Update validation node election to handle bandwidth

[Neylix]

Is your feature request related to a problem?

Actually the validation nodes election is based on daily shared secret and geo patch. If a node with a slow internet connection has to validate a full sized transaction (3MB) it will need to send this transaction to it's replication shard. This replication shard can be up to 66 nodes. If the node has 1Mb/s in upload speed it will take 24 sec to send the message to 1 node, for 66 nodes it would take 26 minutes. This without taking into account that the node can validate many transaction at the same time.

Describe the solution you'd like

With the implementation of the network patch, we will know the bandwidth of a node (the last digit of the network patch represent the bandwidth). This NP will be integrated in the beacon summary (so a fixed value and common for all node). We can adapt the validation node election based on the transaction size and the bandwidth of the nodes.

(The next calculation assume we use a speed connection in Mb/s as the mainstream speedtest tools but we could use bytes/s to simplify calculation and size conversion)

Let's assume this bandwidth digits calculation (expressed in Mega bits per second): 0 : < 1Mb/s 1 : < 5 Mb/s 2 : < 10 Mb/s 3 : < 20 Mb/s ... E : < 1000 Mb/s F : >= 1000 Mb/s

We can implement this calculation algorithm to determine the needed upload speed:

tx_size = Transaction.serialyze(tx) |> byte_size()
#  Calculate size in Mega bits over bytes
tx_size = (tx_size / (1024 * 1024)) * 8
total_size_for_replication_message = tx_size * nb_replication_node_per_shard
# Let's assume we wants all the messages sent in 5 seconds
single_tx_upload_speed = total_size_for_replication_message / 5
# Let's assume a node validate an average of 3 big tx at the same time
needed_upload_speed = single_tx_upload_speed * 3

For a 3MB transaction and full number of replication nodes the calculation would be :

total_size_for_replication_message = (3 * 8) * 66
# 1584
needed_upload_speed = (1586 / 5) * 3
# 950 Mb/s

So for a 3 MB transaction, only nodes with E or F bandwidth digits would be selected to validate this transaction.

For a simple transfer transaction (size average of 700 bytes)

total_size_for_replication_message = (0.0007 * 8) * 66
# 0.3696
needed_upload_speed = (0.3696 / 5) * 3
# 0.22 Mb/s

In this case all nodes can handle a simple transaction.

Additional context

For a transaction of 3 Mb, it require a lot of bandwidth to send it to 66 replication nodes (3 validation nodes) We could have an algorithm that increase the number of validation nodes in order to reduce the number of replication nodes by shard, to have a limit of 500 Mb/s needed for the transaction.
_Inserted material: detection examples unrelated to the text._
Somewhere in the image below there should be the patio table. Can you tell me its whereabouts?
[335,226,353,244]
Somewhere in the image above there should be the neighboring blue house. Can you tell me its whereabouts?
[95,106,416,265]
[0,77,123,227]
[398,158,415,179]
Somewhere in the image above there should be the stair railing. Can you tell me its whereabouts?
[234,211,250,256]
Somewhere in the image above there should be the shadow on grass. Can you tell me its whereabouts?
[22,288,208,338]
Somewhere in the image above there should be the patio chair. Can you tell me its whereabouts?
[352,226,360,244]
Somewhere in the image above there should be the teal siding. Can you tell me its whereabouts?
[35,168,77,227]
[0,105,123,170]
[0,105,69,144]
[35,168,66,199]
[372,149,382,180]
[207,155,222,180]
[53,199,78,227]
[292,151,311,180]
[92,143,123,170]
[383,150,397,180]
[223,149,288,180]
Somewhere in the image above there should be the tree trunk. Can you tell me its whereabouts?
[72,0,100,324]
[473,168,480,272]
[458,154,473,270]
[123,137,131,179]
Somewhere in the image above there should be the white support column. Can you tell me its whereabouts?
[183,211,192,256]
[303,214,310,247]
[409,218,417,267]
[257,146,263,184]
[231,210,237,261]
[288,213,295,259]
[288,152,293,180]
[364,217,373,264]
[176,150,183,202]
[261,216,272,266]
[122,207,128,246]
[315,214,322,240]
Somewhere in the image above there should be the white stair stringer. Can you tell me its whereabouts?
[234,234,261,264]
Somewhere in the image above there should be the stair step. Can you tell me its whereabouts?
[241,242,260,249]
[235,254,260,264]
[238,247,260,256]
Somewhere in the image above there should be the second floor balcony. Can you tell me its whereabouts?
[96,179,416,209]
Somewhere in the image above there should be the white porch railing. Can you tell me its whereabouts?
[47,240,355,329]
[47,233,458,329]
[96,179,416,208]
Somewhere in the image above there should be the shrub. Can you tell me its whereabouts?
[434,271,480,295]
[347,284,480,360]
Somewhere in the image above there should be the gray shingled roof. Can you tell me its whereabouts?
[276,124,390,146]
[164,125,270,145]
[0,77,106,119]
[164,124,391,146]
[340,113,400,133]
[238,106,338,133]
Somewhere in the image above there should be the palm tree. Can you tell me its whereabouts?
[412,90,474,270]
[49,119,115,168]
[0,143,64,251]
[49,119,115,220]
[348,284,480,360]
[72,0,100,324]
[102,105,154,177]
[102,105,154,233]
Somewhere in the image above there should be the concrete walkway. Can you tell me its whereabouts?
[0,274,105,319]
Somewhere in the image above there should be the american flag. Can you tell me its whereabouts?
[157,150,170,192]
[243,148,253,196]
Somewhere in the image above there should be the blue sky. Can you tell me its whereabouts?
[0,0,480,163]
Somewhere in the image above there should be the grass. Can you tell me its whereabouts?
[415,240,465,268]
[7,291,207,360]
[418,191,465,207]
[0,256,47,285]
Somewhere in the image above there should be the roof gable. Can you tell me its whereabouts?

Having 6 validation nodes for a full number of replication nodes, represent 33 nodes by shard so 475 Mb/s needed with the previous calculation

[samuelmanzanera]

Interesting subject and solutions proposed :+1:

But what happens if the number of nodes to replicate 3 MB doesn't match the required constraints for the nb of replicas, I guess we should take slower nodes. But, this would have an impact on the latency.

In that case, the solution proposed in the “Additional context” could be leveraged to reduce the shard size over the validation nodes partitioning.